Les émeutes qui ont éclaté, dimanche, dans la ville de Chlef se sont poursuivies hier. Dès dix heures, des affrontements entre des groupes de jeunes et les forces de sécurité ont éclaté, au centre-ville et à Boccâat Sahnoun, pour se propager, ensuite, à d’autres quartiers comme celui de Zebboudj. Les commerces ont aussitôt baissé leurs rideaux.
Au centre-ville, la situation a été maîtrisée aux environs de 12h30, mais à Boccâat Sahnoun, les heurts continuaient jusqu’en début de soirée. Malgré les arrestations opérées, des groupes de jeunes continuaient à jeter des pierres et autres projectiles en direction des gendarmes. Rassemblés dans différents coins de la rue principale de la ville, des dizaines de jeunes se sont attaqués aux policiers qui tentaient de les empêcher de s’approcher des institutions publiques. Au jet de pierres des émeutiers, les policiers ripostaient par des gaz lacrymogènes. La situation a duré plusieurs heures. « Nous n’arrêterons pas avant le départ du wali », déclarent des jeunes surchauffés. D’autres échauffourées ont également éclaté dans la ville de Chettia (à une dizaine de kilomètres du chef-lieu de wilaya) qui a été durement touchée par les manifestations de dimanche.

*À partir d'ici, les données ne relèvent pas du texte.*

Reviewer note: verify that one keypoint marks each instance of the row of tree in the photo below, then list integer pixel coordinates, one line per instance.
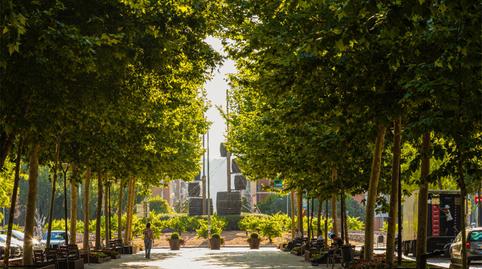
(326, 90)
(107, 90)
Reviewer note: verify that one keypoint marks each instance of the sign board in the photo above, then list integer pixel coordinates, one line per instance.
(142, 210)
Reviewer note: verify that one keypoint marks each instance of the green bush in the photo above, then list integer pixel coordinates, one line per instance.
(355, 224)
(157, 204)
(270, 228)
(217, 226)
(251, 223)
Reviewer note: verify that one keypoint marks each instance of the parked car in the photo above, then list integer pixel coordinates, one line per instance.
(16, 249)
(37, 245)
(57, 238)
(473, 246)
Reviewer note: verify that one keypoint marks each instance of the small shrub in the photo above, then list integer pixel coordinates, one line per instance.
(217, 226)
(271, 229)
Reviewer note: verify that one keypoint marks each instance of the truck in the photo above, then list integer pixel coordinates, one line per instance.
(443, 220)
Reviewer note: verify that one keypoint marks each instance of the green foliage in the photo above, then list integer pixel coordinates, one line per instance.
(355, 224)
(217, 226)
(270, 228)
(251, 223)
(158, 205)
(174, 236)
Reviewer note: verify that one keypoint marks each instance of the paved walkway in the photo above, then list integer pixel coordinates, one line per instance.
(203, 258)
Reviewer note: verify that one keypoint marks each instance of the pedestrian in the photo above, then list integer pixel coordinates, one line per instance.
(148, 240)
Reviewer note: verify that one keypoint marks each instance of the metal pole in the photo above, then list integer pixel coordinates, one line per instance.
(203, 181)
(228, 154)
(209, 191)
(399, 252)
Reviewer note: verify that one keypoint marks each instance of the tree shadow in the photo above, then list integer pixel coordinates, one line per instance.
(254, 259)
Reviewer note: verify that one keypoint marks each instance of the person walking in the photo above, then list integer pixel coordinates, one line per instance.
(148, 240)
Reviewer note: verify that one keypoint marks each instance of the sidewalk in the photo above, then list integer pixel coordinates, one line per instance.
(203, 258)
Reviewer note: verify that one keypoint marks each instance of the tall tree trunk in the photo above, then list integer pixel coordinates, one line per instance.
(106, 213)
(13, 203)
(73, 205)
(119, 211)
(52, 196)
(347, 239)
(130, 206)
(342, 220)
(65, 204)
(373, 192)
(463, 194)
(421, 245)
(31, 204)
(293, 213)
(326, 223)
(85, 240)
(333, 203)
(318, 224)
(300, 212)
(6, 142)
(98, 213)
(392, 216)
(308, 219)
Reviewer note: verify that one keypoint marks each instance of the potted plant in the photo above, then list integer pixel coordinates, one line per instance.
(215, 241)
(254, 241)
(175, 241)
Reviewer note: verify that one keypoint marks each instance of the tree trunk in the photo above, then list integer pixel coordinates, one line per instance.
(106, 213)
(31, 204)
(119, 211)
(85, 240)
(293, 213)
(347, 239)
(326, 223)
(392, 216)
(130, 207)
(73, 206)
(13, 203)
(52, 197)
(6, 141)
(421, 245)
(463, 194)
(333, 203)
(65, 204)
(342, 220)
(318, 224)
(373, 192)
(98, 213)
(308, 220)
(300, 212)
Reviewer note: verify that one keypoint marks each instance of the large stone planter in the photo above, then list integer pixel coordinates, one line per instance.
(254, 243)
(175, 244)
(215, 243)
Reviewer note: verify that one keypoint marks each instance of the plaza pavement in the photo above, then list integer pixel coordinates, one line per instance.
(204, 258)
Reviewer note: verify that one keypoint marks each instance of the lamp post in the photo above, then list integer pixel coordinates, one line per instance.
(208, 190)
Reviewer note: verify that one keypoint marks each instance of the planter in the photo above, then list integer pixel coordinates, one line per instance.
(254, 243)
(127, 250)
(43, 266)
(99, 259)
(215, 243)
(175, 244)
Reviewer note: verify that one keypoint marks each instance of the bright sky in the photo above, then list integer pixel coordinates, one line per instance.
(216, 93)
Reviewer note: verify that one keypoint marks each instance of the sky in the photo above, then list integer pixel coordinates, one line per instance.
(216, 94)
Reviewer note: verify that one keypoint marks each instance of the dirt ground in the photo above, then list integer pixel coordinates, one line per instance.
(231, 238)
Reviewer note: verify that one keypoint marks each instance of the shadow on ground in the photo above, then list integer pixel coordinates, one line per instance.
(253, 259)
(134, 261)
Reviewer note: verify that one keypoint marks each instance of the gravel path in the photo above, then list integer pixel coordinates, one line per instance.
(203, 258)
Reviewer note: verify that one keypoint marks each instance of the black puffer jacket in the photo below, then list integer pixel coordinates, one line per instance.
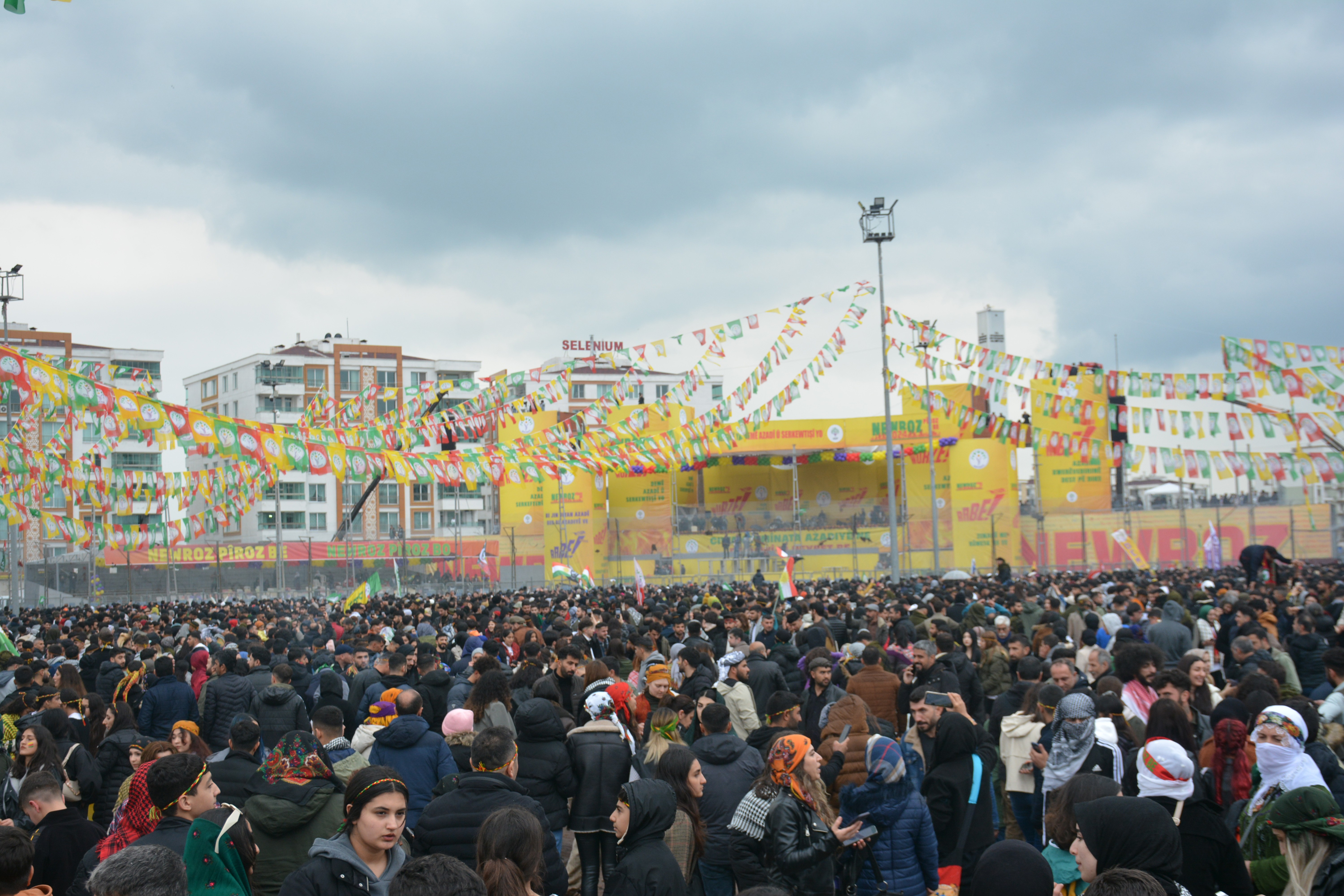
(601, 762)
(114, 768)
(800, 848)
(279, 710)
(544, 764)
(646, 867)
(433, 690)
(450, 824)
(225, 698)
(110, 674)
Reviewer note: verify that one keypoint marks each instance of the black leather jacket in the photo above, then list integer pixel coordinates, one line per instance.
(800, 848)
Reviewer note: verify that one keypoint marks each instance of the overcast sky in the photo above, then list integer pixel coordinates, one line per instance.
(485, 179)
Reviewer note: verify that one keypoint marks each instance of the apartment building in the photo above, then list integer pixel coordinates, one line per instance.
(312, 507)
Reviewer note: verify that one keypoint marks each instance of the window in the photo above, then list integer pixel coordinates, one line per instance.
(288, 492)
(149, 367)
(135, 461)
(282, 374)
(282, 404)
(288, 519)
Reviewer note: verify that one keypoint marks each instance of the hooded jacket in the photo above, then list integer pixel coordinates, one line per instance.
(114, 768)
(110, 674)
(451, 824)
(905, 847)
(433, 690)
(279, 710)
(335, 870)
(646, 867)
(730, 765)
(601, 762)
(947, 788)
(226, 696)
(287, 821)
(420, 756)
(544, 764)
(764, 678)
(165, 703)
(330, 694)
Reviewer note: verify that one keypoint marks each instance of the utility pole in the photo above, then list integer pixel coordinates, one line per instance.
(9, 280)
(878, 229)
(933, 475)
(272, 378)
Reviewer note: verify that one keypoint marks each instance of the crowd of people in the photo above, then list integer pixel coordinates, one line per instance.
(1131, 734)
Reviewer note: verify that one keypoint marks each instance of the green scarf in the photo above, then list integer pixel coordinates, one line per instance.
(209, 872)
(1307, 809)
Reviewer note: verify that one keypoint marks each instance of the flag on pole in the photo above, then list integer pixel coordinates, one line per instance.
(361, 594)
(639, 584)
(1213, 549)
(787, 589)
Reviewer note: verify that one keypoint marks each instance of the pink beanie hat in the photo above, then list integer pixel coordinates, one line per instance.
(459, 722)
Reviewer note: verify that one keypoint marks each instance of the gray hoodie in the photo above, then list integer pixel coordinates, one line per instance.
(339, 848)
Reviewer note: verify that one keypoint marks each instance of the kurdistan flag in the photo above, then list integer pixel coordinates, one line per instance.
(361, 594)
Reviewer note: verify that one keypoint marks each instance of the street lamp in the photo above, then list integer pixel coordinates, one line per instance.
(269, 374)
(11, 291)
(933, 476)
(878, 229)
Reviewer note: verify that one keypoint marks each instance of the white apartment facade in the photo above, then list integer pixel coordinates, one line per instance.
(314, 506)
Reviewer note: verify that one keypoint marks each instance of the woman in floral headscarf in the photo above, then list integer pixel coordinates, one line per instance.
(1280, 738)
(803, 834)
(381, 715)
(1310, 829)
(295, 800)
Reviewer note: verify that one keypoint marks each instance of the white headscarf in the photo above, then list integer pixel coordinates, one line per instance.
(1283, 768)
(1165, 770)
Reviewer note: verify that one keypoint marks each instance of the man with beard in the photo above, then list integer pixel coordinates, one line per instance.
(1136, 667)
(928, 672)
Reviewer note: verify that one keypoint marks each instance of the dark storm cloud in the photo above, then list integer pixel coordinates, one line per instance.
(1165, 171)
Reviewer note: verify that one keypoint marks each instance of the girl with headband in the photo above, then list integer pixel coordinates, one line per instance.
(803, 832)
(365, 856)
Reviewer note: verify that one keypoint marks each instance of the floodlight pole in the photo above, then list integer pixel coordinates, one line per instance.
(6, 297)
(877, 229)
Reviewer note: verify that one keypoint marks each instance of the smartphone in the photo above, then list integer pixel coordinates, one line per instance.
(868, 831)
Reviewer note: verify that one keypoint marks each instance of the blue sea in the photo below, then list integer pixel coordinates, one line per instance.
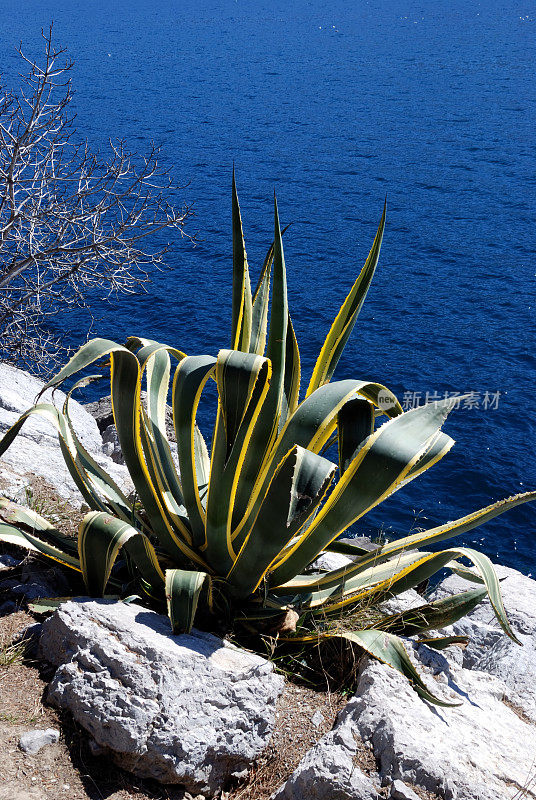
(336, 105)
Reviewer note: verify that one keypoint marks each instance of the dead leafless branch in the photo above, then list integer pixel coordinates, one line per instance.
(73, 224)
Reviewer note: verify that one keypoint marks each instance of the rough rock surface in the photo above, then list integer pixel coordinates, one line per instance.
(188, 709)
(480, 750)
(36, 451)
(489, 648)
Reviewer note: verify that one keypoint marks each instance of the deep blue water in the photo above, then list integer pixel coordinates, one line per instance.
(334, 105)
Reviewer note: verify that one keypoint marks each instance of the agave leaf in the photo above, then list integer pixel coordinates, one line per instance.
(378, 470)
(390, 650)
(310, 427)
(92, 473)
(297, 488)
(434, 615)
(183, 588)
(353, 588)
(11, 535)
(36, 524)
(292, 375)
(243, 381)
(439, 447)
(349, 549)
(67, 445)
(100, 539)
(190, 378)
(267, 424)
(242, 304)
(261, 299)
(349, 579)
(442, 642)
(345, 320)
(126, 374)
(384, 647)
(158, 369)
(355, 422)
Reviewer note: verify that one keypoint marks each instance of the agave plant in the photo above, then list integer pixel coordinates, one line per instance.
(240, 522)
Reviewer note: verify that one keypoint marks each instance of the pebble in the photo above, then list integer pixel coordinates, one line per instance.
(32, 742)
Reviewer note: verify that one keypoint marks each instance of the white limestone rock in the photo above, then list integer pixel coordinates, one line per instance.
(480, 749)
(329, 772)
(325, 562)
(489, 648)
(189, 709)
(36, 451)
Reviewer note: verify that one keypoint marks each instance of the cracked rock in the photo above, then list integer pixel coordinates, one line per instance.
(190, 709)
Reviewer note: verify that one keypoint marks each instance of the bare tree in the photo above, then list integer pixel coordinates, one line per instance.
(72, 223)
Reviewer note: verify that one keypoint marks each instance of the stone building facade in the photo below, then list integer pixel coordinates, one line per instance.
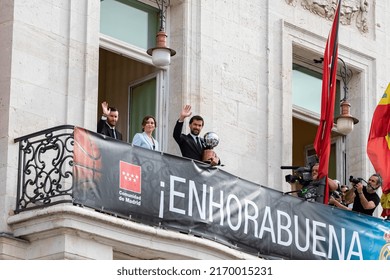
(234, 64)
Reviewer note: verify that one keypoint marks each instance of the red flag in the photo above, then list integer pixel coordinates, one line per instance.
(378, 147)
(130, 177)
(322, 140)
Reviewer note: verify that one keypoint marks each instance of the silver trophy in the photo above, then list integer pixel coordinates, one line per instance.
(211, 140)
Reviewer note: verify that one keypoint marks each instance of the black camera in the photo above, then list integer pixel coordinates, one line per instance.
(301, 175)
(355, 180)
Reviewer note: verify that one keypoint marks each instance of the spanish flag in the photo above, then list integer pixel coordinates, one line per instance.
(323, 139)
(378, 147)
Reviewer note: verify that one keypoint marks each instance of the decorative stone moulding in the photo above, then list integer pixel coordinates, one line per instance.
(351, 10)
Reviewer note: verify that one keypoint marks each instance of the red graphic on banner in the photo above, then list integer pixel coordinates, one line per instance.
(130, 177)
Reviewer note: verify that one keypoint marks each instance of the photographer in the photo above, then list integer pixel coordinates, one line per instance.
(365, 198)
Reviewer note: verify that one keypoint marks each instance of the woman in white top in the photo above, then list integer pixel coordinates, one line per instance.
(145, 139)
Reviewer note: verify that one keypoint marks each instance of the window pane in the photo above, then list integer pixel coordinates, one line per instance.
(142, 103)
(307, 90)
(129, 21)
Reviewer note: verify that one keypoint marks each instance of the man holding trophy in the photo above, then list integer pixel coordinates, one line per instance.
(192, 145)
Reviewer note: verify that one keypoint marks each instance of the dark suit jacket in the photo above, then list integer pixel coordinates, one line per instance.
(103, 128)
(187, 144)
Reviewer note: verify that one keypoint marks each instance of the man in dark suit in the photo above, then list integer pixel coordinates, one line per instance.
(107, 123)
(191, 145)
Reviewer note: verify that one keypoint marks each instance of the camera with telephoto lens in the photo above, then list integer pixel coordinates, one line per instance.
(301, 175)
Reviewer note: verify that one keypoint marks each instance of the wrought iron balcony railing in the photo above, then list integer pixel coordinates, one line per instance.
(45, 168)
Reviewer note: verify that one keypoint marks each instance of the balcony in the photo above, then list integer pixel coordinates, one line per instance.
(82, 195)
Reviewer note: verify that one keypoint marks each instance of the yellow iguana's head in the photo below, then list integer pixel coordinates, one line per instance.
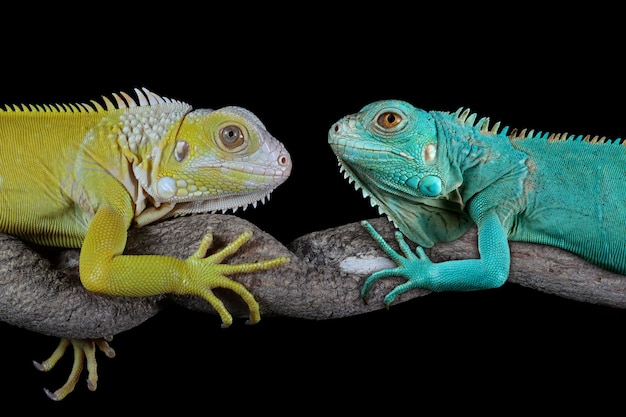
(218, 160)
(191, 161)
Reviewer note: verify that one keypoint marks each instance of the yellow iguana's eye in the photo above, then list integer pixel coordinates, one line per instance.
(388, 120)
(231, 136)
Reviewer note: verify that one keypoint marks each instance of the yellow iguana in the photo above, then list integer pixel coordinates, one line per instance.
(80, 175)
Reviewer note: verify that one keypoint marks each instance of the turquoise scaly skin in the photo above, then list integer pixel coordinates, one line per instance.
(434, 174)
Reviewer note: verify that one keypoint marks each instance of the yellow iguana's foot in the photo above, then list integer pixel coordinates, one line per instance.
(83, 349)
(208, 273)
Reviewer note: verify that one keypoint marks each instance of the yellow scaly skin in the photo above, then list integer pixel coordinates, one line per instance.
(80, 175)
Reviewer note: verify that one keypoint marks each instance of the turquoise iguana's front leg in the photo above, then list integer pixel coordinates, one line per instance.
(490, 271)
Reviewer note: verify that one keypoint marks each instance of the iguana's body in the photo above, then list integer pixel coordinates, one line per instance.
(434, 174)
(80, 175)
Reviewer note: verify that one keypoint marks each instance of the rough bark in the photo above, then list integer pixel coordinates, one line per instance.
(40, 289)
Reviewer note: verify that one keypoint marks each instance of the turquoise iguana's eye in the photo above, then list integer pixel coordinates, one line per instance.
(430, 186)
(388, 120)
(232, 136)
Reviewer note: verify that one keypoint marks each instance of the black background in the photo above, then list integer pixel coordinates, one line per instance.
(300, 69)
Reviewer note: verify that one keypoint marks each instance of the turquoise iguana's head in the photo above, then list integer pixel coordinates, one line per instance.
(392, 152)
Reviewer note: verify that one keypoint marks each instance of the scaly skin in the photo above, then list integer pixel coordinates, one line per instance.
(434, 174)
(80, 175)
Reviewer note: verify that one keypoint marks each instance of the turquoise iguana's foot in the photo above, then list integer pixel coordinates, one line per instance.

Dans la matinée, l’agence postale et l’ex-Souk El-Fellah appartenant, actuellement, à un privé, et situés à Haï El-Houria ont été saccagés. Il en est de même d’un dépôt de produits pharmaceutiques appartenant, également, à un privé et situé au quartier Ouled Mohamed. Dans ce dernier quartier l’annexe de l’APC a été incendiée. Des hélicoptères de la gendarmerie survolaient, hier, la ville de Chlef à basse altitude.
A signaler que des renforts de services de sécurité ont été dépêchés, au cours de la journée de dimanche, des wilayas d’Alger, Médéa et de Khémis Miliana, notamment. Jusqu’à hier aucun bilan officiel du nombre d’arrestations n’était disponible. Certaines sources avancent, cependant plus d’une centaine d’interpellations, depuis dimanche.